Greece Collapses – Germany and the World Will Pay the Price
By Shlomo Maital
Two trucks speed toward each other on a deserted highway. They are 50 kms. apart. Each drives at 100 kms. an hour. They have 15 minutes before they meet. Plenty of time to slow down, stop, turn off the road.
Yet they still collide head on, with massive damage.
Then, the experts debate why this happened.
This is the story of Greece. Greece joined the EU in 1981. It joined the Euro in 2000, in time to implement paper euros and coins when all of Europe did.
Here is what former European Central Bank Chief Economist Otmar Issing said, in March 2011: “Greece was only able to join the euro through deception [its budget deficit was far above permissible levels] and the currency bloc’s leaders have been “too polite” ever since to deploy adequate sanctions that could have averted the region’s debt crisis. When I worked for the ECB, I suffered every time countries didn’t meet the criteria…Greece cheated to get in, and it’s difficult to know how we should deal with cheaters. … Greece will probably be unable to honor its debts as it grapples with insolvency. The country’s repayment ability remains questionable even after the government endorsed an accelerated asset-sale plan and a package of budget cuts necessary to draw a fifth tranche of its bailout.”

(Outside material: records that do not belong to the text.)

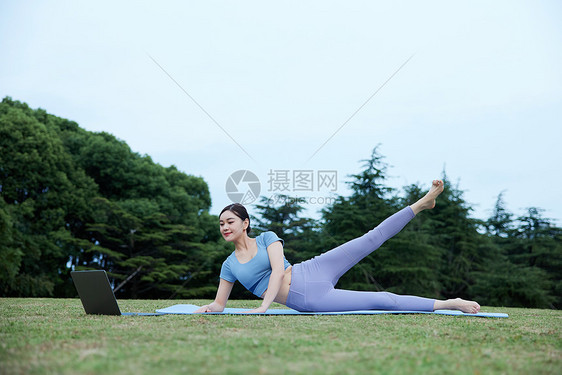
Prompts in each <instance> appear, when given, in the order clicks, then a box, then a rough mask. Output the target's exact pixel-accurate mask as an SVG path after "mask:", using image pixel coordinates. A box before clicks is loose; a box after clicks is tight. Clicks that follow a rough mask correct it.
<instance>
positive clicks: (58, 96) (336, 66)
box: [0, 0, 562, 225]
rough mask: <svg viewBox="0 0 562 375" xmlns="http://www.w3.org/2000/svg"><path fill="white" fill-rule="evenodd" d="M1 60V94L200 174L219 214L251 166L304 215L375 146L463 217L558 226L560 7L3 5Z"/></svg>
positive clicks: (250, 186) (395, 185)
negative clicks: (311, 179)
mask: <svg viewBox="0 0 562 375" xmlns="http://www.w3.org/2000/svg"><path fill="white" fill-rule="evenodd" d="M0 56H1V58H0V96H1V97H5V96H11V97H12V98H13V99H15V100H20V101H23V102H26V103H28V104H29V105H30V106H31V107H32V108H38V107H40V108H43V109H45V110H47V111H48V112H49V113H52V114H54V115H57V116H60V117H64V118H68V119H70V120H74V121H76V122H77V123H78V124H79V125H80V126H81V127H83V128H85V129H87V130H90V131H96V132H99V131H106V132H109V133H112V134H114V135H115V136H116V137H118V138H119V139H121V140H124V141H126V142H127V143H128V144H129V145H130V146H131V148H132V150H133V151H135V152H138V153H139V154H141V155H144V154H147V155H150V156H151V157H152V158H153V160H154V161H155V162H157V163H160V164H162V165H164V166H169V165H172V164H173V165H176V166H177V167H178V168H179V169H180V170H181V171H184V172H186V173H188V174H193V175H196V176H201V177H203V178H204V179H205V181H206V182H207V183H208V184H209V189H210V192H211V197H212V202H213V206H212V209H211V212H212V213H215V214H216V213H218V212H220V210H221V209H222V208H223V207H224V206H225V205H227V204H229V203H230V202H231V200H230V199H229V196H228V194H227V192H226V190H225V189H226V187H225V186H226V182H227V179H228V177H229V176H230V175H231V174H232V173H233V172H235V171H237V170H249V171H251V172H252V173H254V174H255V175H256V177H257V178H258V180H259V182H260V187H261V195H265V196H271V195H273V194H276V193H279V192H281V191H279V190H278V189H277V190H276V185H275V184H274V183H275V182H277V183H281V182H282V180H281V178H282V177H287V182H288V183H289V185H287V188H288V190H285V191H283V193H285V194H288V195H291V196H306V197H308V203H306V207H307V209H308V211H307V214H308V216H311V217H317V213H316V212H317V211H318V210H319V209H321V208H322V207H323V205H322V204H319V203H318V202H322V200H323V199H325V198H326V197H330V196H333V194H334V193H335V194H340V195H348V194H349V190H348V188H347V185H346V184H345V181H349V177H347V176H348V175H349V174H353V173H358V172H359V171H360V170H361V162H360V161H361V160H363V159H367V158H368V157H369V156H370V154H371V151H372V149H373V147H374V146H376V145H377V144H381V146H380V149H379V150H380V153H381V154H382V155H384V156H385V157H386V161H387V162H388V163H389V164H390V165H391V167H390V169H389V171H388V172H389V176H390V179H389V180H388V185H389V186H392V187H396V188H401V187H402V186H404V185H407V184H411V183H418V182H419V183H423V184H425V186H426V187H429V183H430V181H431V180H432V179H434V178H438V177H440V176H441V175H442V172H443V170H444V169H445V171H446V173H447V175H448V177H449V178H450V179H451V180H452V181H454V182H455V183H458V184H459V188H460V189H462V190H464V191H465V199H466V200H467V202H468V203H469V204H471V205H472V206H473V207H474V212H473V216H474V217H478V218H487V217H488V215H489V214H490V210H491V209H492V207H493V205H494V202H495V200H496V198H497V196H498V194H499V193H500V192H502V191H505V194H504V199H505V201H506V203H507V208H508V209H509V210H511V211H512V212H514V213H515V214H516V215H518V214H522V213H523V210H524V209H525V208H526V207H530V206H536V207H540V208H543V209H545V212H544V215H545V216H546V217H549V218H553V219H556V220H557V224H558V225H560V224H562V199H561V197H562V173H561V171H562V167H561V164H562V145H561V140H562V126H561V125H562V123H561V119H562V73H561V69H560V67H561V66H562V5H561V2H560V1H480V2H478V1H473V2H463V3H462V4H461V3H459V2H451V1H423V2H421V1H400V2H388V1H385V2H382V1H337V2H336V1H325V0H323V1H283V2H264V1H235V2H234V1H197V2H195V1H159V2H142V3H141V2H138V1H128V2H127V1H123V2H121V1H119V2H115V1H40V2H22V1H10V0H7V1H2V2H0ZM342 125H343V126H342ZM338 129H339V130H338ZM326 141H327V142H326ZM300 170H306V171H311V174H312V175H313V180H312V186H310V185H306V184H305V182H306V181H305V180H299V181H300V182H299V183H300V185H298V184H297V185H294V184H293V183H295V182H296V180H295V179H294V178H293V177H294V173H297V171H300ZM321 171H331V172H330V173H333V174H337V185H336V186H335V189H334V187H333V186H331V187H328V186H320V184H319V182H320V181H319V180H318V174H319V173H323V172H321ZM284 174H286V175H284ZM301 177H302V176H301ZM326 181H327V180H324V182H326ZM303 184H304V185H303ZM305 185H306V186H305ZM248 186H250V187H252V186H253V185H244V183H242V184H240V185H237V186H236V187H235V189H238V190H239V191H245V190H247V189H248ZM281 186H282V185H279V184H278V185H277V188H280V187H281ZM299 187H300V188H303V187H306V188H309V187H311V188H312V189H313V191H302V190H298V188H299ZM334 190H335V191H334ZM331 194H332V195H331ZM248 206H249V208H251V206H252V204H248ZM375 224H376V223H375Z"/></svg>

It was obvious in 2011, four years ago, that Greece could not pay back all that it had borrowed. Today its public debt is an unsustainable 177 percent of its GDP. So it is obvious – much of the debt has to be wiped out, one way or another.

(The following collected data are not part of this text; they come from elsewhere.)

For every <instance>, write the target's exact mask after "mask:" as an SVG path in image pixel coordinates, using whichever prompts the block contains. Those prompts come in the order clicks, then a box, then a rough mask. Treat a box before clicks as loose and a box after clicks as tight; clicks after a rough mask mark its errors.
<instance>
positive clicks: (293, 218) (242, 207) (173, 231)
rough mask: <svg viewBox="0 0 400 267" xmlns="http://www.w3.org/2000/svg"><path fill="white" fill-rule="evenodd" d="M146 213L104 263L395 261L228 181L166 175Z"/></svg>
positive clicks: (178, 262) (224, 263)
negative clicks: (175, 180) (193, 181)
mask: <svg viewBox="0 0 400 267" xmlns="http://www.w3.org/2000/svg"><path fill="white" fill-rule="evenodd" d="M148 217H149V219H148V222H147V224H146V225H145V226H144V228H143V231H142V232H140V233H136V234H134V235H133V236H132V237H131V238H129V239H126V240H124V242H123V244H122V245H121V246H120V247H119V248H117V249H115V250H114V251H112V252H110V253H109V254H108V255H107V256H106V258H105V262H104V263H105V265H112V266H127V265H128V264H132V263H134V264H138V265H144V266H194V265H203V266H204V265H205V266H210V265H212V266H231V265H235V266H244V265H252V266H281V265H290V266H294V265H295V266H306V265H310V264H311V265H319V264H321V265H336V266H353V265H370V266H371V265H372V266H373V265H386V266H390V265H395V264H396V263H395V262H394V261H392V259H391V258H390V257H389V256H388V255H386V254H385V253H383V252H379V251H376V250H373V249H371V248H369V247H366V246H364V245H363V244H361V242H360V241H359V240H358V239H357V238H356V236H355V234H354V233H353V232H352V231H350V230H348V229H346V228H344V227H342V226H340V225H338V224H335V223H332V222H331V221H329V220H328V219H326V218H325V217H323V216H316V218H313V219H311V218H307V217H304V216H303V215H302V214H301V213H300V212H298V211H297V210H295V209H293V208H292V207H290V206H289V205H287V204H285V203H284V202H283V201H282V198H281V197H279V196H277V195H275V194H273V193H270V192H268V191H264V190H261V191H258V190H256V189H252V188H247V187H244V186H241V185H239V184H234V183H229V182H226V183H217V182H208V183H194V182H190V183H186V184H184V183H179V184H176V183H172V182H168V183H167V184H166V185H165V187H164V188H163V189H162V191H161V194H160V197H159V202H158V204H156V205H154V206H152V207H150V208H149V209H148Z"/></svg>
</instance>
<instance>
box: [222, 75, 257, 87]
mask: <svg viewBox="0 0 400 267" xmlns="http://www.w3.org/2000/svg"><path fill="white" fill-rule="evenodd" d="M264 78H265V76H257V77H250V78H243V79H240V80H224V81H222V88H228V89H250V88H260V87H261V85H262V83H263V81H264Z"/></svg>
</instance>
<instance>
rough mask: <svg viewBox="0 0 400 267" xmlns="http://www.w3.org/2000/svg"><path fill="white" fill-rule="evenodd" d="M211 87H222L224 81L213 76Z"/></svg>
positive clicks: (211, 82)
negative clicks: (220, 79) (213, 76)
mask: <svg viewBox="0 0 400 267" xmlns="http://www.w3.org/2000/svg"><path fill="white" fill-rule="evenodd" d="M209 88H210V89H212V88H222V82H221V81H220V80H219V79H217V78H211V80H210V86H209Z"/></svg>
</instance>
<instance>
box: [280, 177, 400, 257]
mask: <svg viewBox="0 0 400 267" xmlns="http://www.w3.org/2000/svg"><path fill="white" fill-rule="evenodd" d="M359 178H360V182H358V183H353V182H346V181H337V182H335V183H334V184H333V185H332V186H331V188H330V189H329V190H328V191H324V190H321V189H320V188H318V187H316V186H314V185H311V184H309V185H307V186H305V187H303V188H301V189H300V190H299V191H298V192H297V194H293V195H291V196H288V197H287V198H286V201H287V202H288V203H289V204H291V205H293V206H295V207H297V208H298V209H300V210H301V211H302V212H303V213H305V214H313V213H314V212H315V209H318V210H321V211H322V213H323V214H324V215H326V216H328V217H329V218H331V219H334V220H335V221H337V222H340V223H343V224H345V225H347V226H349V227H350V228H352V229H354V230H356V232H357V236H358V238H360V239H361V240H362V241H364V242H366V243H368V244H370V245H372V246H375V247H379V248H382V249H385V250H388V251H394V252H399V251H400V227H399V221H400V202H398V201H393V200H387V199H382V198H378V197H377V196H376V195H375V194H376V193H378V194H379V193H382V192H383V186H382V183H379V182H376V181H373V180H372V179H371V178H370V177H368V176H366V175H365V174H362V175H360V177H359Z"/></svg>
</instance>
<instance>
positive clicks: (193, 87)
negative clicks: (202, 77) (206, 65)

Are Greece and its leaders to blame? Sure. But on the principle of “sunk costs”, the history is irrelevant. The question is, what to do today, to avoid the crash? We’ve seen it coming for years, according to Issing. Yet Europe and its blind leaders continued to torture Greece, imposing ever more severe austerity. You cannot grow an economy by shrinking it. And an economy can only pay back debt by growing. Grade 5 kids know that. But politicians and economists don’t. You cannot have a single currency, the euro, without a single united banking system throughout the euro zone with one set of rules. That never happened. It never will. So the euro will become a permanent chronic ongoing crisis, and it has been for years.
Yesterday German Chancellor Angela Merkel said, “if the euro fails, Europe fails.” Really? What has Chancellor Merkel done to recognize reality – Greece cannot, cannot, pay back its debt? She should have said, “The euro has failed, because I have failed, and I therefore tender my resignation. I failed to explain to the German voters, that even if we wipe out a quarter of Greek’s debts, Germany still has gained immensely”.
Who has been the big winner from Greece’s suffering? Germany.
Why? Because Greece has dragged down the external value of the euro, and the cheap euro makes German exports more competitive. If Germany under Merkel would give Greece 3 percent of all it has gained from the Greece-driven euro decline, the crisis would be over.
Some 37 % of Germany’s GDP comprise exports, or nearly $1.5 trillion (in 2014), just slightly behind that of the U.S., whose population is three times bigger. Even China exports only 23 % of its GDP. How strong will German exports be, when Greece leaves the euro, restores the drachma, bankrupts its citizens and its banks, crashes world financial markets, bashes the world economy — and then the euro soars, throwing Germany’s export-driven economy into recession?
Two trucks speeding toward each other for years. Could the crash have bene prevented? Sure, with common sense.
Was it?
No. History will be unforgiving to the hypocritical blind leaders who caused this.